Individual academics saw less of a need to rely upon the archival
and distribution services offered by bodies such as the OTA, as they
now believed that they could undertake these tasks for themselves.
Yet this rapid growth in self-publishing on the web has raised a
number of concerns -- not simply about the quality of the materials
being created, but also about the methods and standards that have
been used.
Within the UK, the Arts and Humanities Research Board (AHRB) has
recently been established following agreement by the British
Academy, the Department of Education for Northern Ireland (DENI),
and the Higher Education Funding Council for England (HEFCE). They
have agreed to set up the Board pending a decision by the Government
on whether to establish an Arts and Humanities Research Council.

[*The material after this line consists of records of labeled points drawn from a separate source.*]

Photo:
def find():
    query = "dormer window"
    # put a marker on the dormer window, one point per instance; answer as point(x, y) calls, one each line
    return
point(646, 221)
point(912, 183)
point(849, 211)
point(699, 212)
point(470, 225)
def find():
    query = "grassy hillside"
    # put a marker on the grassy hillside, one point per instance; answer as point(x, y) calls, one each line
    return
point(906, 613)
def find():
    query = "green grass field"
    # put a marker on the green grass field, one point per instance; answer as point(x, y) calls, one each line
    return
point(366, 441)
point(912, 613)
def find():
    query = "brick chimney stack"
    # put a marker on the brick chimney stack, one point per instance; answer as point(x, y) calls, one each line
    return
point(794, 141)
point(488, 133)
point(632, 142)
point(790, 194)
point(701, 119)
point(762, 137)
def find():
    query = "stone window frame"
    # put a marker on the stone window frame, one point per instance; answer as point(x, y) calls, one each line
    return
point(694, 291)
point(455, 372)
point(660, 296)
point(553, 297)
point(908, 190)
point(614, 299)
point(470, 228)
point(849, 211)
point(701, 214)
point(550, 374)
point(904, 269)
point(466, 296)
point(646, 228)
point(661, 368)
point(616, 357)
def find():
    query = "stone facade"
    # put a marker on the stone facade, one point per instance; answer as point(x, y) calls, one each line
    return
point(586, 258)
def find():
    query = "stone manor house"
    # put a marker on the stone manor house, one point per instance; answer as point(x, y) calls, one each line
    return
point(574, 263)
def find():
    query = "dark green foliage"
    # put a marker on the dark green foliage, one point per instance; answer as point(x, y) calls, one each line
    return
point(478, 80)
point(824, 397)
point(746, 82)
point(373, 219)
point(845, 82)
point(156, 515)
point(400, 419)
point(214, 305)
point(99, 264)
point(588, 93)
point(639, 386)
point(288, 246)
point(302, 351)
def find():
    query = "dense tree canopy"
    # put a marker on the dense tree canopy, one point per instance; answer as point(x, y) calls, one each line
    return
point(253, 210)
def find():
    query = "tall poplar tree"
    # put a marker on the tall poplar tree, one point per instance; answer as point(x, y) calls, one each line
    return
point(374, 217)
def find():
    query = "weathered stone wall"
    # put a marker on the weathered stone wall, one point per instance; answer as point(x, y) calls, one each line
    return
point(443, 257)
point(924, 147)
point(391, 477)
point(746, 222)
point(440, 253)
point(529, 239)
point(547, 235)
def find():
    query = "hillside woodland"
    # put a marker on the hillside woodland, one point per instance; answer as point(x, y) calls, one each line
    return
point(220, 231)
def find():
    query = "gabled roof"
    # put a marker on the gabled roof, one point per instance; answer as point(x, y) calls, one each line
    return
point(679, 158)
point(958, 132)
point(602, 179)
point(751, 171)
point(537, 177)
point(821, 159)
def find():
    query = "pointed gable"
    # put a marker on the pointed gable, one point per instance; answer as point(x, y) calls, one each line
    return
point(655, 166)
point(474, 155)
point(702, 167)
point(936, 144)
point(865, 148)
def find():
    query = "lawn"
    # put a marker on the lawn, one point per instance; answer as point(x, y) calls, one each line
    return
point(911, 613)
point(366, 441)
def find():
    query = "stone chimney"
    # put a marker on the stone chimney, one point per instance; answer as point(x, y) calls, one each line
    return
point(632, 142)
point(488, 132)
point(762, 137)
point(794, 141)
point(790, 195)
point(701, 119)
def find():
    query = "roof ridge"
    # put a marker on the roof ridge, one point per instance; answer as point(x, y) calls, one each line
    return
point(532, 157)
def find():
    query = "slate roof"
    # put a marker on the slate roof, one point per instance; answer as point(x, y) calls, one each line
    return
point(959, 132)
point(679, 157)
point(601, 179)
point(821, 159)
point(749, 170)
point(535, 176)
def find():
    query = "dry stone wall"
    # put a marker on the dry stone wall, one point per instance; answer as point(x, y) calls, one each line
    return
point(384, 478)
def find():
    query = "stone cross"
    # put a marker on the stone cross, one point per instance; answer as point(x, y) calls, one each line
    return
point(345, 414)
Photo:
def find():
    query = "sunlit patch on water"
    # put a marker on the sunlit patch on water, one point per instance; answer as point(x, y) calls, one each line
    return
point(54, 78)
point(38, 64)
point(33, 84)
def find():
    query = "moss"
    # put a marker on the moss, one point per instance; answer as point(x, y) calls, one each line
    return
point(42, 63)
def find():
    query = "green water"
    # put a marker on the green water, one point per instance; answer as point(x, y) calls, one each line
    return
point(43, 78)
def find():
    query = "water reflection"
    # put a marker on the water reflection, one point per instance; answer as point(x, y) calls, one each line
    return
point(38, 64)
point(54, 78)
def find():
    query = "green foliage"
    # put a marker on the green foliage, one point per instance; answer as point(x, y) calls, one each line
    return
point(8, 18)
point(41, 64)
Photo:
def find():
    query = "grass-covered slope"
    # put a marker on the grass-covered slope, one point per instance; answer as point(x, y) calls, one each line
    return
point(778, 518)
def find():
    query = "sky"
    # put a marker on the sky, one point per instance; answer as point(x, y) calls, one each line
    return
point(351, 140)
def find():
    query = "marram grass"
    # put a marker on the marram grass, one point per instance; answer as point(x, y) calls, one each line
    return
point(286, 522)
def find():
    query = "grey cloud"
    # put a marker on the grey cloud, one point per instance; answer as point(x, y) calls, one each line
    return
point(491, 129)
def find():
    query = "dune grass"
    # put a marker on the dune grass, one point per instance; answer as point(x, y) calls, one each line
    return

Funding for the AHRB will total over £36 million in the financial
year 1998-99, and £44 million in 1999-2000, with contributions from
all three parties to the agreement. Under section 10 of the
application form for research grants in excess of £5000, applicants
are now told that in the case of "projects whose primary purpose, or
significant product, is the creation of an electronic resource, it
will be a condition of award that data created as a result of the
research, together with documentation, should be offered for deposit
at the Arts and Humanities Data Service, within a reasonable time
after the completion of the project. Applicants involved [in]
research leading to the creation of such a resource are strongly
advised to obtain advice from the AHDS concerning appropriate
standards and methods". In practice this means that the AHDS Service
Providers, such as the OTA, have been receiving a glut of enquiries
from academics who will be affected by this new condition of award.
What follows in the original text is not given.